Although he appears to have been brought kicking and screaming, it looks like Scott Walker has decided to go forward with an emergency check of Milwaukee County buildings. The suggestion was first made by Milwaukee County Chairman Lee Holloway shortly after the tragedy at the O'Donnell Park parking structure last week. Perhaps the most surprising thing about this development is the apparent change in Walker policy on putting safety above cost.
When commenting on the emergency plan to check the safety of Milwaukee County buildings, Walker admitted that he didn't know what it was going to cost to pay the private contractor that he plans on using. He remarked that "public safety must come first" and that "money can be moved around to insure that safety remains a priority." It is really too bad that it took a tragedy to convert Walker to such a preventative approach.
He certainly didn't use that approach when he was warned about necessary maintenance at the courthouse. Ignoring those warnings thankfully didn't end in injury as limestone crashed down to the sidewalk. Walker also didn't apply this new safety before cost approach to Milwaukee County's Mental Health Complex. After years of cuts in funding and in staff, there is an entire menu of safety issues out there. The latest one involves an unexpected $15 million price tag for taxpayers.

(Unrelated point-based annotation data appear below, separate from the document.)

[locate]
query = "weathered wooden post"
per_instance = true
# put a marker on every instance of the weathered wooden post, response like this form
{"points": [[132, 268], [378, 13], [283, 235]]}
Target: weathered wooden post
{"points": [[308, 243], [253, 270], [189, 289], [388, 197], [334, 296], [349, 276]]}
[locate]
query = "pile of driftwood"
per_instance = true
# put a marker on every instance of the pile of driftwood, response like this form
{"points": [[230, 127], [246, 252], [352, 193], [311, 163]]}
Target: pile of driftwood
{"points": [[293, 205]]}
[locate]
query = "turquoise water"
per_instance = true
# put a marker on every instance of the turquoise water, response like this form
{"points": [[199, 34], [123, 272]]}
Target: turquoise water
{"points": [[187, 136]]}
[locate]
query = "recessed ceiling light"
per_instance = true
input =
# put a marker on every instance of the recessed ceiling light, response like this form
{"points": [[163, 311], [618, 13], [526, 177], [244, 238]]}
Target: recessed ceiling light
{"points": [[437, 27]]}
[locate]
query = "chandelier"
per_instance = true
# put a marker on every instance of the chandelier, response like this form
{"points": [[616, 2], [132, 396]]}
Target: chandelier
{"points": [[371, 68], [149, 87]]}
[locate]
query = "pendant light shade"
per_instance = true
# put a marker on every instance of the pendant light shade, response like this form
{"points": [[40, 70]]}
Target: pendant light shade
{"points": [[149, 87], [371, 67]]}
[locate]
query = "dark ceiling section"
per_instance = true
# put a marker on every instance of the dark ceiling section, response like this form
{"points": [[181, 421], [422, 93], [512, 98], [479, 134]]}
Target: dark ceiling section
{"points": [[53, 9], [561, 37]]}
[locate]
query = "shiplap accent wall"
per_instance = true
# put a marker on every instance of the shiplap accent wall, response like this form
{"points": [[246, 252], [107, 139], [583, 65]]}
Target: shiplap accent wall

If Scott Walker would have exercised a safety-above-cost approach from the beginning perhaps he wouldn't be in this current unstable situation. Right now he doesn't know what the cost will be to have a private firm come in on an emergency basis to do these building inspections. Perhaps if he wouldn't have decimated the Architectural, Engineering and Environmental Services division in the first place, we could already be confident in the county's buildings or at least in the cost to properly inspect them. It would have largely been a built-in and already budgeted cost as opposed to the current expensive guessing game with a private contractor. Consider the following and how Walker's new approach may have changed things:
- In the 2002 budget the Architectural, Engineering Environmental Services division had 70.4 full-time equivalent positions. In the 2010 budget there were only 36.4 such positions remaining.
- Investments in that division have gone down from $7,339,513 in 2002 to $6,703,375 in 2010.
- Both a Milwaukee County audit in December and a Public Policy Forum analysis last October offered some brief but important commentary on the divisions' staffing issues and its impact. I wonder if these reports have anything to do with Walker's apparent nervousness about audits?
Considering his past policy and budgeting you can imagine a much different situation had he employed his new policy from the very beginning. There is no doubt that a long-term safety-before-cost approach would have provided some stability today. We would be talking about a solid public investment rather than an unknown private price tag after the fact. The only remaining question is whether the current Walker response is a one-time exception or if it is new Walker policy?